Esperance had taken the lead though Walid Hichri soon after half time, a rare foray forward resulted in a corner, and the Blood and Gold were quick to capitalise, the defender rising highest to head the ball past Sheriff Ekramy. A regular pattern had emerged before the opener, and continued until the match’s end: Ahly had been, by far, the more proactive of the teams, and the visitors had keeper Moaz Ben Cherifia to thank for keeping a multitude of Egyptian attackers at bay. That man Gedo was a regular menace, whilst Mohamed Abou Trika will probably still be wondering how his effort from several yards was kept out by the heroic Tunisian international keeper.
The match was only the second occasion that a viewing public had been granted entry to a football arena since the Port Said Stadium Disaster on the 1st of February. 20, 000 were in attendance at the stadium in Alexandria, and while the Ahly Ultras had threatened to boycott the match, the mood within the Borg El Arab was sombre, with minds very much on the tragedy at Al-Masry, and black shirts worn as a show of solidarity and a mark of memory to those who lost their lives. A minute’s silence was observed before kick off, and pictures of the victims, numbering over 79, adorned the stadium.
There will be mixed emotions in the fortnight leading up to the return match in Tunisia. Ahly will be relieved that the equaliser was found in the end, but will be grieved that their overall dominance wasn’t rewarded with the home win that they will surely feel they deserve.
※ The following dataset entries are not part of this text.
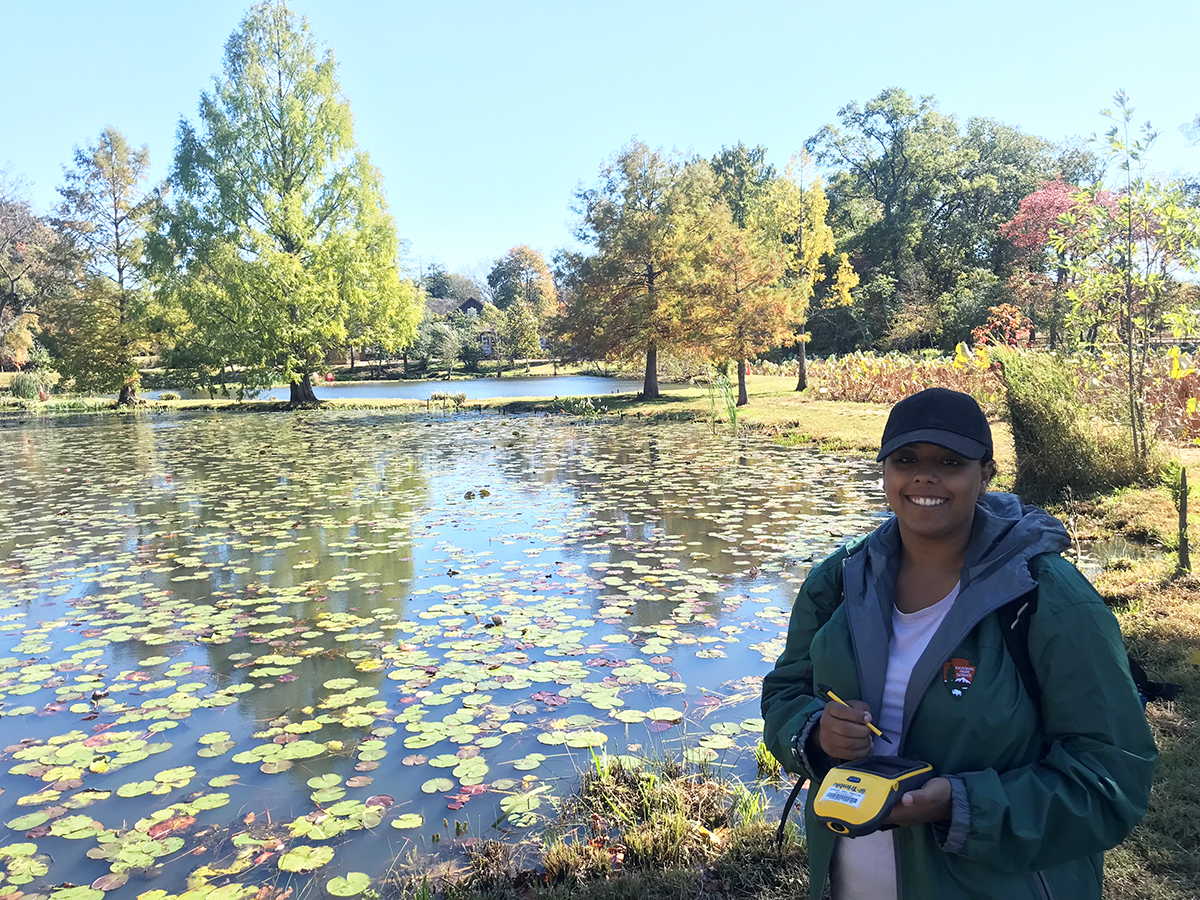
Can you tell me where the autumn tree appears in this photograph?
[697,203,799,407]
[1054,91,1200,462]
[151,1,421,403]
[0,169,66,341]
[709,140,776,228]
[497,300,541,372]
[806,88,1075,348]
[487,244,558,322]
[49,126,158,404]
[560,140,713,400]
Such profligacy in Tunis will be punished by a buoyed Esperance.
And buoyed they shall be. With the amount that Ahly threw at them, Esperance should, in truth, have been left behind by their Egyptian counterparts. But the gallant Cherifia was clearly in no mood to finish runner up, and his side will be renewed and galvanised by his display, earning them a valuable draw. Hichri’s away goal may well prove crucial if the teams are once again deadlocked in Tunis, although don’t rule out an Ahly team keen to restore some pride to their nation.